The purpose of diversification is to build shareholder value. Diversification builds shareholder value when a diversified group of businesses can perform better under the auspices of a single corporate parent than they would as independent, stand-alone businesses. The goal is to achieve not just a 1 + 1 = 2 result, but rather to realize important 1 + 1 = 3 performance benefits. Whether getting into a new business has the potential to enhance shareholder value hinges on whether a company's entry into that business can pass the attractiveness test, the cost-of-entry test, and the better-off test. Entry into new businesses can take any of three forms: acquisition, internal start-up, or joint venture. The choice of which is best depends on: the firm's resources and capabilities, the industry's entry barriers, the importance of speed, and the relative costs. There are two fundamental approaches to diversification: into related businesses and into unrelated businesses. The rationale for related diversification is to benefit from strategic fit: Diversify into businesses with matchups along their respective value chains, and then capitalize on the strategic fit by sharing or transferring the resources and capabilities across matching value chain activities to gain competitive advantage. Unrelated diversification strategies surrender the competitive advantage potential of strategic fit at the value chain level in return for the potential that can be realized from superior corporate parenting or the sharing and transfer of generalized resources and capabilities. An outstanding corporate parent can benefit its businesses through (1) providing high-level oversight and making available other corporate resources, (2) allocating financial resources across the business portfolio, and (3) restructuring underperforming acquisitions.
Case:
See if you can identify the value chain relationships that make the businesses of the following companies related in competitively relevant ways. You should consider whether there are cross-business opportunities for (1) transferring skills and technology, (2) combining related value chain activities to achieve economies of scope, or (3) averaging the use of a well-respected brand name or other resources that enhance differentiation.
Bloomin' Brands
L'Oréal
Johnson & Johnson
1)List and describe the cross-business opportunities for transferring skills or technology that exist with Bloomin' Brands.

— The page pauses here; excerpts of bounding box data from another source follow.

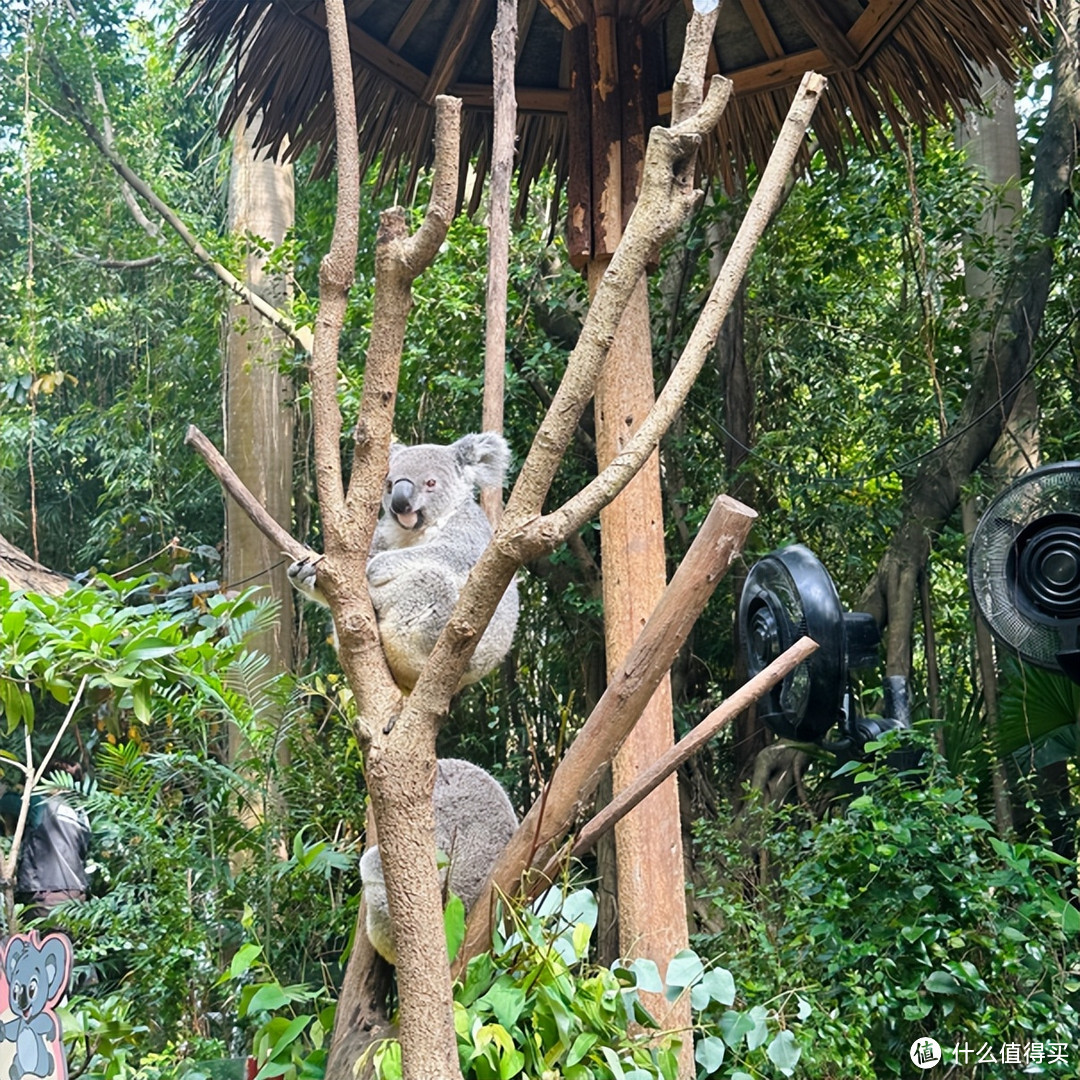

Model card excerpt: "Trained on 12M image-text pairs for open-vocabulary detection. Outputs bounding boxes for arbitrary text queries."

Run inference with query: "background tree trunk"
[224,116,295,673]
[860,0,1080,677]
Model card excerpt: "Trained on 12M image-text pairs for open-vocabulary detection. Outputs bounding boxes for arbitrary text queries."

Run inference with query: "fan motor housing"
[968,461,1080,681]
[739,544,880,742]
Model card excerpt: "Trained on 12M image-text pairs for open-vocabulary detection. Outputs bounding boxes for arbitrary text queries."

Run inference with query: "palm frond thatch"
[183,0,1039,198]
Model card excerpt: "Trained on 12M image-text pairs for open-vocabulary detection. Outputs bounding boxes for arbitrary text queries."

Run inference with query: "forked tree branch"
[457,495,757,972]
[48,56,313,353]
[403,67,825,723]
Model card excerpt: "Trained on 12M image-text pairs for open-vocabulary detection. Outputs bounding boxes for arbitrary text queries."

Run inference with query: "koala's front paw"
[285,554,323,603]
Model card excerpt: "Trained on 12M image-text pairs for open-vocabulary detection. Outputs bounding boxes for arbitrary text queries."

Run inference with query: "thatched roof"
[184,0,1039,198]
[0,537,70,596]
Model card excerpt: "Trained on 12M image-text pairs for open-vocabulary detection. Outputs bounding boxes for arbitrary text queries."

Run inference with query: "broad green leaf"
[765,1030,802,1077]
[566,1031,599,1065]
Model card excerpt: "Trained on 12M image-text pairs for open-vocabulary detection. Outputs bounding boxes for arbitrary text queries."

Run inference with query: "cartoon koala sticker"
[288,432,517,690]
[0,930,71,1080]
[360,757,517,963]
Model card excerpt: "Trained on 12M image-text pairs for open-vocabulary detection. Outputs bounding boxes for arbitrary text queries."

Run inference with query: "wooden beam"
[422,0,483,105]
[517,0,538,62]
[848,0,918,64]
[791,0,859,67]
[542,0,589,30]
[740,0,784,60]
[387,0,431,53]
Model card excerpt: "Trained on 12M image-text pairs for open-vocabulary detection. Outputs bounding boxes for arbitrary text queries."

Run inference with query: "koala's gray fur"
[360,757,517,963]
[288,432,517,690]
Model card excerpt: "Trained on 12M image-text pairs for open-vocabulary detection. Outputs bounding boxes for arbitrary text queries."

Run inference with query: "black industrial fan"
[739,544,908,753]
[968,461,1080,683]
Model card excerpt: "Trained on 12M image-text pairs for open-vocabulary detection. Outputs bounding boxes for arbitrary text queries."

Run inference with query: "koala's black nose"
[390,480,416,514]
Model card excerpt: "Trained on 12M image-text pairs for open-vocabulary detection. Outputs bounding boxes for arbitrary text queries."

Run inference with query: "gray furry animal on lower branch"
[288,432,518,690]
[360,757,517,963]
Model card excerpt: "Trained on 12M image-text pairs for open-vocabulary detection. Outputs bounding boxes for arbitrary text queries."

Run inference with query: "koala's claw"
[285,552,323,596]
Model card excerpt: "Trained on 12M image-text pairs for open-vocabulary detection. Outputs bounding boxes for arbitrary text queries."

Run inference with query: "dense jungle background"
[0,0,1080,1080]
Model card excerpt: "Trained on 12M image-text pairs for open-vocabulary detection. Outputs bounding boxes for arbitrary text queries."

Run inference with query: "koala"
[0,930,71,1080]
[360,757,517,963]
[288,432,518,690]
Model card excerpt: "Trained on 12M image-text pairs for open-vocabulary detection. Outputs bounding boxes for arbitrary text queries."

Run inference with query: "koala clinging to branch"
[288,432,517,690]
[360,757,517,963]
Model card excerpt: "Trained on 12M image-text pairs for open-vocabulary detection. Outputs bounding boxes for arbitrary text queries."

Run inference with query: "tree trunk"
[589,267,692,1062]
[861,0,1080,677]
[957,63,1023,836]
[224,113,294,674]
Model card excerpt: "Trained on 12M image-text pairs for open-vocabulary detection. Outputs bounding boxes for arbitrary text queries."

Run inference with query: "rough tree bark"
[860,0,1080,677]
[192,6,824,1080]
[481,0,517,524]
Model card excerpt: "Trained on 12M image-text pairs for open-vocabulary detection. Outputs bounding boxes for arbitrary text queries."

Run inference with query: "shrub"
[698,730,1080,1078]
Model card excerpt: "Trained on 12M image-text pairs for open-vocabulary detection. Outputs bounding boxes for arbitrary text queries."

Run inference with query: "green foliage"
[699,738,1080,1078]
[995,659,1080,773]
[0,579,356,1067]
[360,890,809,1080]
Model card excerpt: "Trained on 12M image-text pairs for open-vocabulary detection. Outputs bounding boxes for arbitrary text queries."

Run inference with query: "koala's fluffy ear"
[450,431,510,487]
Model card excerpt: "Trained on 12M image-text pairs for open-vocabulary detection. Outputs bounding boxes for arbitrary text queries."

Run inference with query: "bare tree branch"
[456,495,757,972]
[544,637,819,876]
[184,423,312,559]
[48,56,313,353]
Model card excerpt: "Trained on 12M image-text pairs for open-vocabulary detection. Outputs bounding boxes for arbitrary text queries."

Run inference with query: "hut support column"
[568,8,694,1077]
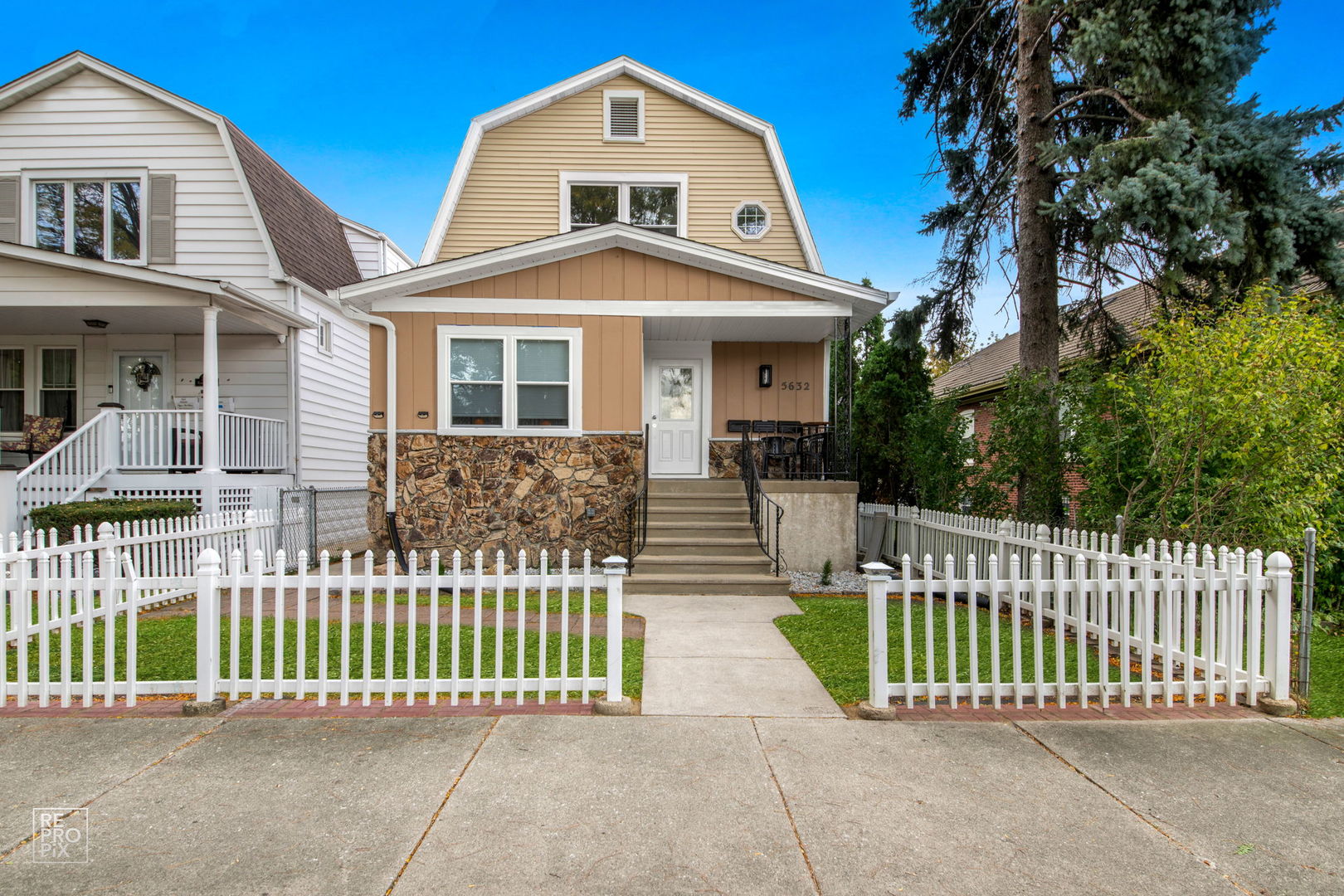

The strategy adopted by Bloomin Brands is to take such steps which make the restaurants different from the competitors. The purpose is to establish a unique brand identity so that customers prefer Bloomin Brands over its competitors. They provide high quality food to the customers and that too at an affordable price. In this way they are able to capture large market share and also build brand loyalty among customers. They also provide healthy and positive environment to the customers in their restaurants.This is an example of two strategic fit opportunities. This they achieve by transferring skills and combining the related value chain activities to provide cheap products to the customers. The result is satisfied customers, huge profits and brand identity in the minds of customers.